Footage from the scene of the attack broadcast on state television showed what appeared to be blast marks and blood splattered across a wall next to the wreckage of a car.
Such attacks are rare in Damascus, a stronghold of the government of President Bashar al-Assad which has been fighting rebels in Syria for nearly six years.
Later an AFP correspondent heard several explosions and saw a large fire inside the Mazzeh military airport, with smoke visible across the capital.
State news agency SANA said the facility had been bombed and that ambulances were rushing towards the scene.
Syrian sources have reported several Israeli air strikes in the course of the civil war, including in the Mazzeh area. The Israeli army had no comment on the report when contacted by AFP.
Water crisis in Damascus
Ankara in December hosted weeks of secret talks between Russian representatives and the Syrian opposition, in a bid to ensure Turkey had a say in its neighbour's postwar future.

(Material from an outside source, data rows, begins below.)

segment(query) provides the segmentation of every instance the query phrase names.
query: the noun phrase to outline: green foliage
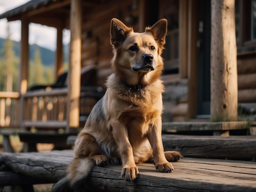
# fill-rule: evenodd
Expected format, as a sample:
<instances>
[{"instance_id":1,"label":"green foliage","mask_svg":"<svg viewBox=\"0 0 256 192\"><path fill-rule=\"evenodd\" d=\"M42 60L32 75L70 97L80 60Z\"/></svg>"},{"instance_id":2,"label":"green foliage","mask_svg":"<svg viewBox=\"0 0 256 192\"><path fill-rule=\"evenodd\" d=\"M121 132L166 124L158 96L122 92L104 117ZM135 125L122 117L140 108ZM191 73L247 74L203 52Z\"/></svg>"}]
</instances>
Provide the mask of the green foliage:
<instances>
[{"instance_id":1,"label":"green foliage","mask_svg":"<svg viewBox=\"0 0 256 192\"><path fill-rule=\"evenodd\" d=\"M17 54L16 50L18 42L11 40L9 38L10 35L9 28L7 28L7 39L4 42L2 39L0 41L0 47L1 48L0 49L0 91L18 91L20 63L19 54ZM19 45L19 43L18 44ZM52 54L54 55L54 52L48 50L52 54L48 53L42 57L42 50L43 50L44 54L46 52L45 49L48 49L35 45L30 45L29 49L31 59L29 63L29 87L34 85L53 83L55 80L54 57L52 59L52 65L48 63L49 61L45 64L42 61L45 60L43 59L45 58L51 58ZM31 52L31 50L33 51ZM32 53L34 54L33 56L31 55ZM64 65L64 66L67 66L67 64ZM7 86L7 84L9 85Z\"/></svg>"},{"instance_id":2,"label":"green foliage","mask_svg":"<svg viewBox=\"0 0 256 192\"><path fill-rule=\"evenodd\" d=\"M7 27L7 37L0 52L0 91L17 91L18 89L19 59L13 50L13 42L10 39L10 31Z\"/></svg>"}]
</instances>

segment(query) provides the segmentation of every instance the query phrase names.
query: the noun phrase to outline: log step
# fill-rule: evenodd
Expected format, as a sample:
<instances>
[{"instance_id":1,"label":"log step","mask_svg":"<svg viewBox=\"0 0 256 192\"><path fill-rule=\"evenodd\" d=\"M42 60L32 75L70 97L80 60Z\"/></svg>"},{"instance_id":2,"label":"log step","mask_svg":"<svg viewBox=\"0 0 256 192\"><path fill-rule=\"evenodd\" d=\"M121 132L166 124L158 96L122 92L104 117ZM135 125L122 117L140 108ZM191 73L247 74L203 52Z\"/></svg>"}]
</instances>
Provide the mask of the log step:
<instances>
[{"instance_id":1,"label":"log step","mask_svg":"<svg viewBox=\"0 0 256 192\"><path fill-rule=\"evenodd\" d=\"M3 152L0 162L24 175L54 182L65 176L74 155L72 150ZM94 191L256 191L255 162L184 158L173 165L174 172L167 173L153 163L138 164L138 177L131 182L122 179L121 165L94 167L86 183Z\"/></svg>"},{"instance_id":2,"label":"log step","mask_svg":"<svg viewBox=\"0 0 256 192\"><path fill-rule=\"evenodd\" d=\"M246 161L256 160L256 136L195 136L165 134L164 150L185 157Z\"/></svg>"},{"instance_id":3,"label":"log step","mask_svg":"<svg viewBox=\"0 0 256 192\"><path fill-rule=\"evenodd\" d=\"M228 136L231 130L249 130L256 122L248 121L229 122L163 122L163 132L175 132L183 134L184 132L193 134L194 132L211 132L212 135Z\"/></svg>"},{"instance_id":4,"label":"log step","mask_svg":"<svg viewBox=\"0 0 256 192\"><path fill-rule=\"evenodd\" d=\"M77 136L70 136L67 145ZM222 159L256 160L256 136L195 136L163 134L165 151L178 151L185 157Z\"/></svg>"}]
</instances>

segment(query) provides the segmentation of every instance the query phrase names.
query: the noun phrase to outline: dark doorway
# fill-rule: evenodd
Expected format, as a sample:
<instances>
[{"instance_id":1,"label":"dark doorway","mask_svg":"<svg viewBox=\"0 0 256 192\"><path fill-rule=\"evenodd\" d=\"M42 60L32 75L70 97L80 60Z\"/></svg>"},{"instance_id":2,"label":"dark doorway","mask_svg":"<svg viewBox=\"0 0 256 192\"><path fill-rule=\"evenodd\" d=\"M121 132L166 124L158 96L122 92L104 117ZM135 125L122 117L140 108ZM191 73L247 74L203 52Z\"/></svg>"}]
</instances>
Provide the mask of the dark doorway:
<instances>
[{"instance_id":1,"label":"dark doorway","mask_svg":"<svg viewBox=\"0 0 256 192\"><path fill-rule=\"evenodd\" d=\"M198 117L210 117L211 101L211 1L198 0Z\"/></svg>"}]
</instances>

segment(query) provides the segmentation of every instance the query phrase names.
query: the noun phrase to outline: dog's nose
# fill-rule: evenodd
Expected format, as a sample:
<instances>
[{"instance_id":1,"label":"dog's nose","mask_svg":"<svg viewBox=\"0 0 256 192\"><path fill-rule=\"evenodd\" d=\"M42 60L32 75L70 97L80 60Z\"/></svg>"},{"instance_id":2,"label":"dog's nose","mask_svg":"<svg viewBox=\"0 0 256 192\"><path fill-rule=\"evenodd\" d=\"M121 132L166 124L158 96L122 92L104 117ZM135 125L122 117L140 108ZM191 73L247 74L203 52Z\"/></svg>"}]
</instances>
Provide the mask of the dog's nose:
<instances>
[{"instance_id":1,"label":"dog's nose","mask_svg":"<svg viewBox=\"0 0 256 192\"><path fill-rule=\"evenodd\" d=\"M150 63L153 61L154 57L151 54L146 54L143 57L144 60L147 63Z\"/></svg>"}]
</instances>

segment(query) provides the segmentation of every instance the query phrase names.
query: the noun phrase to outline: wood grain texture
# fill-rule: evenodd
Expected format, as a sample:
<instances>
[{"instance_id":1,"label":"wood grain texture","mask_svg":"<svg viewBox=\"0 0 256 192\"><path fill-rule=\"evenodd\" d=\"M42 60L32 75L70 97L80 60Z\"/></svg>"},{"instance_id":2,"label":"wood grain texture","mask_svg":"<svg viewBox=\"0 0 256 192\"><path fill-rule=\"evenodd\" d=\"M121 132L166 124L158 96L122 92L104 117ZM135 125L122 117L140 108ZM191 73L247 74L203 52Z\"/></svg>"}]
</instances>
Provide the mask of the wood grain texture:
<instances>
[{"instance_id":1,"label":"wood grain texture","mask_svg":"<svg viewBox=\"0 0 256 192\"><path fill-rule=\"evenodd\" d=\"M77 136L70 136L67 144L74 145ZM178 151L185 157L251 161L256 157L254 136L162 135L165 151Z\"/></svg>"},{"instance_id":2,"label":"wood grain texture","mask_svg":"<svg viewBox=\"0 0 256 192\"><path fill-rule=\"evenodd\" d=\"M71 150L45 152L1 153L0 162L19 174L56 182L63 177L73 157ZM173 163L175 172L155 170L153 164L138 165L137 179L121 179L121 166L95 167L87 183L93 190L108 191L255 191L256 164L228 160L185 158Z\"/></svg>"},{"instance_id":3,"label":"wood grain texture","mask_svg":"<svg viewBox=\"0 0 256 192\"><path fill-rule=\"evenodd\" d=\"M214 121L237 120L235 0L211 1L211 114Z\"/></svg>"}]
</instances>

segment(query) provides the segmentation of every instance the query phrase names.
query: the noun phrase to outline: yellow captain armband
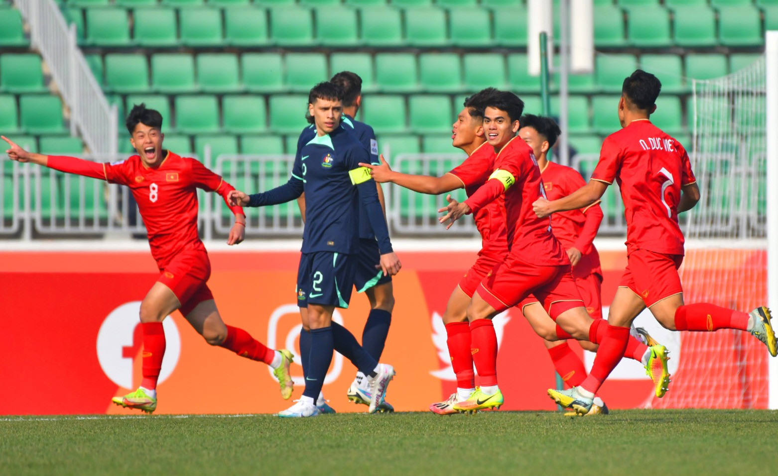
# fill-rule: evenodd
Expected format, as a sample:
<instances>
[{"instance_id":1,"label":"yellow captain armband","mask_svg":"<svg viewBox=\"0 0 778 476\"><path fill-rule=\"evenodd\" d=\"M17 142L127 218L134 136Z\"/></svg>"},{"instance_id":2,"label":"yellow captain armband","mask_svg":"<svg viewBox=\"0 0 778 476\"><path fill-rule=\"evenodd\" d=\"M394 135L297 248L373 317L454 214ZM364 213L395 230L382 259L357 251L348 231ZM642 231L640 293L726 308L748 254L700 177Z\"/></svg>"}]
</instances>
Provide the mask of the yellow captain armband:
<instances>
[{"instance_id":1,"label":"yellow captain armband","mask_svg":"<svg viewBox=\"0 0 778 476\"><path fill-rule=\"evenodd\" d=\"M492 175L489 176L489 179L496 179L503 182L503 186L507 190L510 188L510 186L516 183L516 179L513 175L510 175L510 172L506 170L500 170L498 169L492 172Z\"/></svg>"},{"instance_id":2,"label":"yellow captain armband","mask_svg":"<svg viewBox=\"0 0 778 476\"><path fill-rule=\"evenodd\" d=\"M352 185L359 185L370 179L370 169L367 167L359 167L349 171Z\"/></svg>"}]
</instances>

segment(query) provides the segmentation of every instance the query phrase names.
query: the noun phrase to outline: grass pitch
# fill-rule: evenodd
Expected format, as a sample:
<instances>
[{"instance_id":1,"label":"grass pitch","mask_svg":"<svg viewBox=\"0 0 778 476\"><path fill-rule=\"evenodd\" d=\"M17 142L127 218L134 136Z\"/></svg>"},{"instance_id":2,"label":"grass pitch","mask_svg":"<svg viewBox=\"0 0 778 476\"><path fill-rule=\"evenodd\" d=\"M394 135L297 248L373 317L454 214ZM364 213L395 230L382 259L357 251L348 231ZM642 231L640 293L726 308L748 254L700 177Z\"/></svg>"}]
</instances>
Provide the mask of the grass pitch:
<instances>
[{"instance_id":1,"label":"grass pitch","mask_svg":"<svg viewBox=\"0 0 778 476\"><path fill-rule=\"evenodd\" d=\"M0 418L2 474L768 474L778 412Z\"/></svg>"}]
</instances>

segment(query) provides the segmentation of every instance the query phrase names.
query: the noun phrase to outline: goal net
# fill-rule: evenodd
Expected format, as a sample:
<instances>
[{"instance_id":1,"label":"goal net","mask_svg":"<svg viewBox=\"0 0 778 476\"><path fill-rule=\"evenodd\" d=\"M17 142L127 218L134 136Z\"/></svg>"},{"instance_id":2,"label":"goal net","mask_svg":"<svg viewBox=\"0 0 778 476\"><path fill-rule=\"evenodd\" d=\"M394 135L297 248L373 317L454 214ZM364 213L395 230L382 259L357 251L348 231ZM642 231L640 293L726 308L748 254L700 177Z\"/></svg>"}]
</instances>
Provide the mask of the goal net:
<instances>
[{"instance_id":1,"label":"goal net","mask_svg":"<svg viewBox=\"0 0 778 476\"><path fill-rule=\"evenodd\" d=\"M702 198L681 217L686 303L750 311L767 302L765 94L764 57L727 76L693 82L692 144L684 145ZM671 390L650 407L767 408L769 356L762 343L733 330L679 337Z\"/></svg>"}]
</instances>

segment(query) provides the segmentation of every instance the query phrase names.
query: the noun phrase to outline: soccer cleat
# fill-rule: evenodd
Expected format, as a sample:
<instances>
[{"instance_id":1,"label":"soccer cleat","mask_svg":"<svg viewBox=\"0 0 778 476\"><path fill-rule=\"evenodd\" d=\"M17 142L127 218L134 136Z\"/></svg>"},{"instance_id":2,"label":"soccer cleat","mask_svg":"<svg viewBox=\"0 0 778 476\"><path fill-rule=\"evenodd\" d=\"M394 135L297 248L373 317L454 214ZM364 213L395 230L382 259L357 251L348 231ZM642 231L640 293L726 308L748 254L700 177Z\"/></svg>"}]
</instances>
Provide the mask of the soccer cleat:
<instances>
[{"instance_id":1,"label":"soccer cleat","mask_svg":"<svg viewBox=\"0 0 778 476\"><path fill-rule=\"evenodd\" d=\"M319 415L319 408L315 405L302 400L295 400L295 401L296 403L293 405L275 415L281 418L307 418Z\"/></svg>"},{"instance_id":2,"label":"soccer cleat","mask_svg":"<svg viewBox=\"0 0 778 476\"><path fill-rule=\"evenodd\" d=\"M664 396L670 385L670 372L668 370L668 349L664 346L649 347L651 355L648 357L646 365L646 374L654 380L654 392L657 398Z\"/></svg>"},{"instance_id":3,"label":"soccer cleat","mask_svg":"<svg viewBox=\"0 0 778 476\"><path fill-rule=\"evenodd\" d=\"M367 410L368 413L375 413L380 404L384 403L387 387L389 386L389 382L394 378L394 367L387 363L379 363L378 373L376 376L368 377L367 381L370 385L370 405Z\"/></svg>"},{"instance_id":4,"label":"soccer cleat","mask_svg":"<svg viewBox=\"0 0 778 476\"><path fill-rule=\"evenodd\" d=\"M578 393L578 387L569 390L548 389L548 396L552 400L566 408L573 408L578 415L586 415L591 410L594 400Z\"/></svg>"},{"instance_id":5,"label":"soccer cleat","mask_svg":"<svg viewBox=\"0 0 778 476\"><path fill-rule=\"evenodd\" d=\"M776 334L770 325L770 310L765 306L759 306L748 313L754 321L754 327L750 331L751 335L767 346L767 349L773 357L778 354L778 346L776 344Z\"/></svg>"},{"instance_id":6,"label":"soccer cleat","mask_svg":"<svg viewBox=\"0 0 778 476\"><path fill-rule=\"evenodd\" d=\"M289 400L292 396L292 391L294 390L294 380L292 380L292 374L289 373L289 366L294 360L294 354L286 349L282 349L279 352L281 353L281 365L279 368L273 369L273 375L281 385L281 397L284 400Z\"/></svg>"},{"instance_id":7,"label":"soccer cleat","mask_svg":"<svg viewBox=\"0 0 778 476\"><path fill-rule=\"evenodd\" d=\"M492 395L487 395L478 387L470 394L467 400L457 401L454 404L453 408L457 412L475 413L478 410L499 410L503 406L503 392L499 390Z\"/></svg>"},{"instance_id":8,"label":"soccer cleat","mask_svg":"<svg viewBox=\"0 0 778 476\"><path fill-rule=\"evenodd\" d=\"M156 409L156 398L149 395L142 388L124 397L114 397L111 401L121 407L140 410L149 415Z\"/></svg>"}]
</instances>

Turkish President Recep Tayyip Erdogan hailed the ceasefire agreement that followed as a "historic opportunity", but the US State Department was more circumspect, calling it "a positive development".
Russia and Turkey on Thursday also agreed to coordinate attacks on "terrorist targets" in Syria, Moscow's defence ministry said, following a meeting on cooperation in the fight against Islamic State militants.
Meanwhile talks were taking place in Moscow and Ankara to help end the water crisis affecting millions in Damascus, the UN's Syria envoy Staffan de Mistura said.
Fighting in the Wadi Barada region near Syria's capital has damaged water infrastructure and left some 5.5 million people in the capital and its suburbs facing shortages, according to the UN.
Syria's government accuses rebels in Wadi Barada of deliberately cutting water to the capital, but the rebels say regime strikes damaged pumping facilities.
Violent clashes were underway there Thursday between pro-government troops and fighters from the Lebanese Hezbollah group and rebel forces, the Observatory said.
On Thursday the US also announced sanctions against 18 senior Syrian military officers and officials over the use of chemical weapons against three villages in northern Syria in 2014 and 2015.